Entrati nell’ultimo trimestre dell’anno possiamo affermare con sicurezza che la norma sulla trasparenza dei costi nei servizi d’investimento è stata una vero e proprio flop.
Nell’ultimo trimestre dell’anno 2019 la quasi totalità degli investitori non conosce il costo effettivo sostenuto nel 2018 per la gestione dei propri risparmi.
Questo è quanto emerge dalle primissime reazioni degli investitori che hanno compilato il Test Trasparenza che abbiamo proposto sul nostro nuovo sito che abbiamo dedicato al tema della Trasparenza negli Investimenti finanziari.

Ricordiamo brevissimamente cosa prevede la norma.
Tutti gli intermediari finanziari devono inviare una comunicazione nella quale indicano ai clienti i costi complessivi effettivamente applicati nell’anno precedente e l’incidenza che questi hanno avuto nel rendimento complessivo.
La stessa norma prevede anche la facoltà per il cliente di richiedere la specifica analitica dei costi.

Nel 2019 gli intermediari finanziari si sono comportati in modo inqualificabile, perché nella grande maggioranza hanno inviato i rendiconti del 2018 in gravissimo ritardo, spesso durante le vacanze estive, e lo hanno fatto, in genere, con documenti illeggibili.
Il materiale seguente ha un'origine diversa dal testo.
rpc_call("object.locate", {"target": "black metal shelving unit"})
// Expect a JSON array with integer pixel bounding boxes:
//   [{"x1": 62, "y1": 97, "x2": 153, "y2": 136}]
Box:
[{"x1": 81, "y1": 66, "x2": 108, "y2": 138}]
Sia perché lunghissimi, sia perché pieni di informazioni irrilevanti oltreché intestati in modo ambiguo.
In pratica un cliente che non sia già informato che quel documento contiene una informazione così rilevante, non ha praticamente speranza di riuscire a leggerla.

Ci sono casi particolarmente gravi, come quello di Mediolanum o di UBS.
Mediolanum ha inviato un rendiconto che non contiene il dato essenziale: il costo complessivo e l’incidenza dello stesso sul rendimento. A nostro avviso questo viola espressamente la lettera della norma, per questo abbiamo inviato una lettera aperta chiedendo ai vertici di Mediolanum di inviare una integrazione. Per il momento non ci hanno ancora risposto.

UBS, a tutt’oggi non ci risulta abbia ancora inviato il rendiconto! Chissà se vorrà farlo come regalo di Natale ai propri clienti…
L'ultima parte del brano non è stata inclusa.